Dan is er de kwestie begin januari 2012 over de bachelorthesis van Liberal Arts and Sciences student Henk Bovekerk (2012) die professor Jan Blommaert en ik met een 10 gewaardeerd hadden. De media wekten de indruk dat wij dat gedaan hadden vanwege de vraagstelling ‘Is de PVV fascistisch?’, die Bovekerk bevestigend had beantwoord. Tijdens de commotie die ontstond, kwamen er onaangename mails en tweets binnen [41].
Het denken van de PVV begint steeds meer gemeengoed te worden. De partij gaat door bergen en dalen, incasseert tegenvallers en de politiek wekt de indruk dat de PVV hoe dan ook en hoe grof gebekt ook, ingekapseld is: onderdeel van het establishment met de daaraan verbonden premisse dat we niet meer bang voor haar hoeven te zijn. Maar wat we niet lijken te zien en te merken, is dat we in ons denken al meer gePVV’iseerd zijn dan we ons realiseren. Ik denk dat de bovengenoemde voorbeelden boekdelen spreken en nodig de lezers uit met andere voorbeelden te komen. En het zou allemaal zo erg niet zijn, ware het niet dat de PVV een partij is die uiteindelijk maar één hoofddoel heeft: het doen verdwijnen van de islam en daarmee de moslims uit onze samenleving. Het is een partij van uitsluiting en mechanismen van uitsluiting leiden, indien zij de vrije ruimte krijgen, tot geweld en verdrijving zoals Primo Levi, geciteerd in het eerste hoofdstuk van dit boek, zo treffend onder woorden bracht.

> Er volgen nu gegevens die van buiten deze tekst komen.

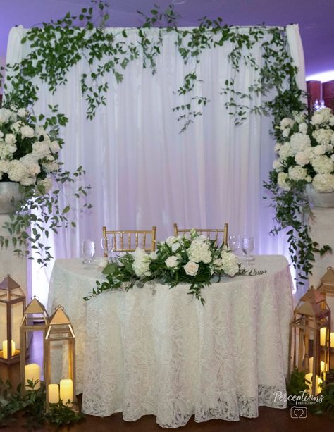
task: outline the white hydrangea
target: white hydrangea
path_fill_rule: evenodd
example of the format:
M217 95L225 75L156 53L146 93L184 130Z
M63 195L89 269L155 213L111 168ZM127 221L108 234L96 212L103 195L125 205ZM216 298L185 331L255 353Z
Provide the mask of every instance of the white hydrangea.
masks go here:
M311 140L308 135L297 132L291 135L290 145L293 154L296 154L311 147Z
M209 264L211 261L211 253L209 243L206 237L199 235L195 237L187 251L190 261L193 262L204 262Z
M234 276L239 271L239 263L237 257L225 250L221 252L221 269L229 276Z
M316 156L321 156L325 154L326 149L324 145L316 145L315 147L312 148L312 151Z
M151 275L149 271L151 258L149 256L143 249L137 247L133 253L133 257L135 260L132 264L132 268L138 278L149 276Z
M7 173L12 182L20 182L27 175L25 166L16 159L11 161Z
M333 174L316 174L312 182L313 187L318 192L334 191L334 175Z
M334 168L334 163L330 158L327 156L316 156L311 163L314 171L318 174L327 174L331 173Z
M333 132L330 129L318 129L312 133L313 137L319 144L326 144L330 142L333 136Z
M323 108L318 111L316 111L311 119L312 125L321 125L326 123L330 120L332 112L330 108Z
M16 142L16 138L13 133L6 133L5 135L6 144L15 144Z
M307 133L307 125L306 123L303 122L302 123L300 123L299 127L298 127L299 131L301 133Z
M300 165L301 166L304 166L304 165L307 165L309 163L310 159L310 154L309 152L298 152L295 156L295 160L296 161L296 163Z
M278 173L277 177L277 183L278 186L283 190L288 191L290 190L290 186L287 183L288 180L287 173Z
M23 126L20 128L20 132L21 132L21 136L23 138L32 138L32 137L35 135L35 131L32 128L27 125Z
M304 168L302 168L299 165L296 166L290 166L288 170L289 178L294 181L304 180L307 175L307 171Z
M278 154L280 155L280 158L285 161L290 156L293 156L294 153L292 152L292 149L291 148L291 145L290 142L285 142L280 147Z

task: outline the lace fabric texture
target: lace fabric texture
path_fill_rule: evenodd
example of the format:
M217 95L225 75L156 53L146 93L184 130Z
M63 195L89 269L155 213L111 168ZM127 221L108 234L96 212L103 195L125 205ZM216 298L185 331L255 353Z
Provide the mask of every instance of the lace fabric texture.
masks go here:
M60 302L75 326L84 412L122 411L126 421L154 414L160 426L176 428L192 414L196 421L237 421L257 416L261 405L285 407L276 397L285 392L292 314L284 257L256 257L254 266L264 275L206 288L204 307L187 285L159 283L85 303L99 273L85 274L80 265L56 262L49 306ZM63 363L55 357L58 376Z

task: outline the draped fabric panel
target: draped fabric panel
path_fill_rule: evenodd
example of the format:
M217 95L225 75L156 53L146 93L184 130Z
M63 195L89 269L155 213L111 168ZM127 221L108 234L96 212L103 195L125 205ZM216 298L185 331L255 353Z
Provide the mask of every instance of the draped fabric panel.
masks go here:
M299 37L295 30L290 41ZM18 27L11 32L11 63L29 52L29 47L21 47L19 42L26 31ZM149 31L157 35L156 29ZM128 32L129 40L135 43L137 30ZM302 47L296 43L294 53L297 49L302 56ZM70 69L67 83L54 94L45 83L37 81L39 99L35 113L45 113L49 104L58 104L60 112L69 117L61 130L66 142L61 159L66 169L82 165L85 183L92 187L88 199L94 207L83 214L77 212L78 229L61 230L52 239L55 257L79 257L82 240L87 237L96 240L101 255L103 225L113 229L156 225L161 240L173 233L173 222L180 228L215 228L228 222L230 233L254 236L256 253L287 255L285 236L268 234L274 215L268 200L263 199L266 195L263 181L274 159L271 118L252 113L235 126L225 106L230 94L220 94L228 78L234 78L236 90L242 92L255 78L255 73L242 61L239 73L231 67L227 58L230 49L227 42L202 53L197 71L201 82L194 95L204 96L210 102L203 116L182 134L182 124L172 107L184 101L176 90L194 64L184 64L173 32L163 35L154 75L142 68L140 56L128 66L123 82L117 85L112 75L109 77L106 106L98 109L92 121L86 119L87 104L80 90L81 74L89 72L85 60ZM261 64L259 43L252 52ZM35 265L33 271L37 275Z

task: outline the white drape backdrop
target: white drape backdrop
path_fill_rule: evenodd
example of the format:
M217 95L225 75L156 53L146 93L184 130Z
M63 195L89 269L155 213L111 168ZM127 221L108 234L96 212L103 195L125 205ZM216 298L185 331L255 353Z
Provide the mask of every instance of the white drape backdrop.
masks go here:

Besluit: wat vind ik? De islam is voor mij geen bron van betekenisgeving. Ik heb niets met boerkadraagsters, ik vind ze misstaan in het straatbeeld. De islam is voor mannen, en dus eventueel ook voor mij, een fantastische godsdienst: een en al vrijheid. Maar voor vrouwen is dat, de pogingen tot emancipatie ten spijt, maar mondjesmaat het geval. Hoe vaak heb ik in islamitische landen, en ook in Nederland, niet meegemaakt dat vrouwen, hoe modern ook, niet mede het laatste woord hebben in belangrijke beslissingen. Een erkenning van homoseksualiteit door de islam als gelijkwaardige vorm van seksualiteit zie ik, de islamitische verdeeldheid ten spijt, ook nog niet een-twee-drie gebeuren. De islam is een boeiende cultuur, buitengewoon gastvrij, maar geen cultuur waar ik deel van zou willen uitmaken.
Ik vertel u een herinnering. Een aantal jaren geleden woonde ik de begrafenis bij van een vriendin. Ze was veel te jong gestorven. Er was groot verdriet. De dienst werd gehouden in de gereformeerde kerk, waar gedeeltelijk mijn wortels liggen.
De stemmige sfeer in het gebouw, de orgelmuziek met al die bekende psalmen. Voor mij was het thuiskomen. Totdat de dominee ging preken. En zei dat wij allen zondaars zijn en dat we de genade niet verdienen. Een kille boodschap en een koude kermis. Zo zie ik ook de islam. Warme mensen, een schitterende cultuur, maar een boodschap die me niet aanspreekt.
Nog een overweging: de multiculturele samenleving is gemaakt door rechts. De gastarbeiders werden onder centrumrechtse regeringen naar Nederland gehaald. De multiculturele samenleving is een uitvinding van rechts zoals Jan Blommaert (2011) terecht stelt. De wat nu de multiculturele ideologie wordt genoemd, die in gelijke rechten voor iedereen voorziet en voor acceptatie van de verschillen is, is evenwel een uitvinding van links. Links is in het gat gestapt dat rechts had gemaakt en nu krijgt links van rechts de schuld van al het multiculturele ongemak. Over paradoxen gesproken.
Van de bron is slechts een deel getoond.